The United States has expressed concern about a recent Russian airlift to Syria that is believed to have included military hardware and soldiers.

“If Russia had not supported Syria, the situation in this country would have been worse than in Libya,” Mr. Putin said, and the flood of refugees would have been even higher.” .

Pentagon officials say that Russia has sent some of its most modern battle tanks and other equipment to an airfield near President Bashar al-Assad’s hometown, Latakia, in western Syria, possibly to secure the area as a base for airstrikes in support of the government.

Speaking at a regional security conference in Dushanbe, the capital of Tajikistan, Mr. Putin did not address those assertions, but he said that Russian efforts to stiffen the military backbone of Mr.

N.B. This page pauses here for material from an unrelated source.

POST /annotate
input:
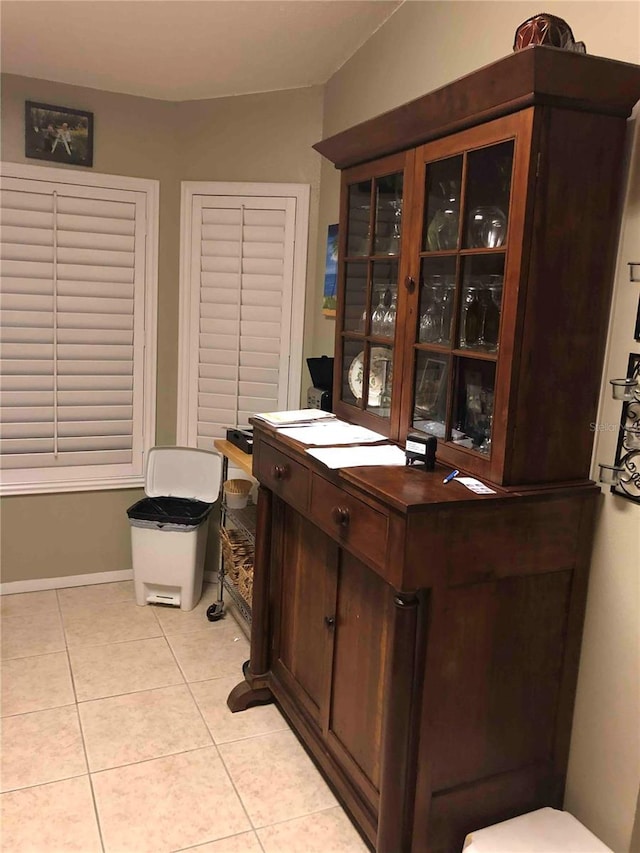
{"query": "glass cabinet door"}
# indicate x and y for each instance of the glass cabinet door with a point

Assad’s government were the best hope to defeat Islamic State militants.

“It’s obvious that without the Syrian authorities and the military playing an active role, without the Syrian Army fighting Islamic State ‘on the ground,’ it’s impossible to drive terrorists from this country and from the region as a whole,” Mr. Putin said.

“We are supporting the government of Syria in the fight against a terrorist aggression, are offering and will continue to offer it necessary military and technical assistance,” he added.

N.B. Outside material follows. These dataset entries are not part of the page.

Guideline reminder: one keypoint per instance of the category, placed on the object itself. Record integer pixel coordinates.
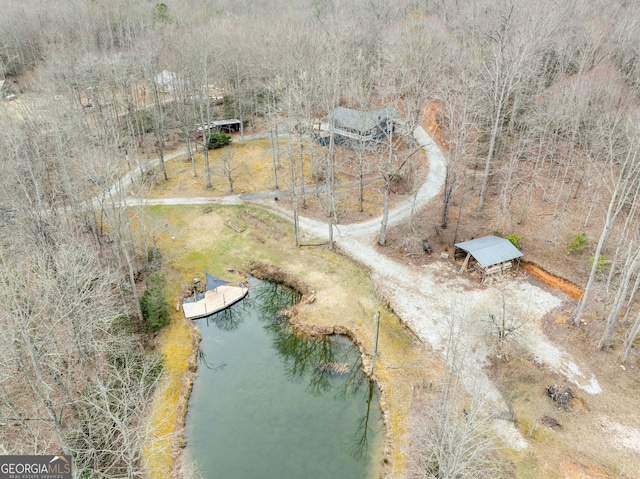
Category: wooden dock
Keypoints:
(214, 300)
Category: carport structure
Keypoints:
(487, 255)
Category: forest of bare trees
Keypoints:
(536, 104)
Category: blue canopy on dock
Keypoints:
(213, 283)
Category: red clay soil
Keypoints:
(547, 278)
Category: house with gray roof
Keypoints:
(487, 255)
(349, 124)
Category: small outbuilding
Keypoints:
(227, 126)
(488, 255)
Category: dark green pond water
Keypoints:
(268, 404)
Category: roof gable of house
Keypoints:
(360, 121)
(490, 250)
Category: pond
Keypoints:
(268, 403)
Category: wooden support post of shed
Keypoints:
(465, 263)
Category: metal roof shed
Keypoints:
(492, 254)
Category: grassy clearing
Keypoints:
(197, 240)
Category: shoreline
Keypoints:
(302, 326)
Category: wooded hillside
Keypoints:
(534, 103)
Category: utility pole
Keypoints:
(376, 328)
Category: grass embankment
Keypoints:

Mr. Putin urged other nations and moderate elements in the Syrian opposition to follow Russia’s example by aligning with the Assad government to defeat the Islamic State, saying Mr. Assad was ready for political compromise with “the healthy part of the opposition.”

Russian officials have characterized the airlift as a humanitarian aid mission, while openly acknowledging, as they have for years, that the government is providing weapons to the Syrian military, a longtime client of the Russian arms industry.

The newspaper Vedomosti, citing an unidentified official described as being close to the Defense Ministry, said on Tuesday that a Russian “military guard” had accompanied an Antonov cargo aircraft to the Latakia field.

The immediate goal in Latakia is to secure and improve the landing strip with new lighting and radio equipment so that it can receive humanitarian aid and military hardware shipments, the newspaper reported.

It said a similar “technical” upgrade was planned at a Russian naval base at Tartus, a Syrian city on the Mediterranean.

“The provision and unloading of Russian cargo was accompanied by a military guard of servicemen, but we are not talking about their participation in combat in Syria,” the newspaper reported.

Critics of the Russian military presence have suggested that Moscow has covertly sent combat troops to Syria in unmarked uniforms or without an official acknowledgment. But Ruslan A. Pukhov, a co-author of an analysis of the Russian military deployment in Ukraine called “Brothers Armed,” said it would be impossible to do that, because Russians could never blend in with a local, Arabic-speaking force.

“We don’t just stand out, we are like aliens,” in Syria, he said.

In comments this summer, Mr. Putin appeared to leave open the possibility of Russian forces entering the fight against the Islamic State, saying, “we are looking at various options.”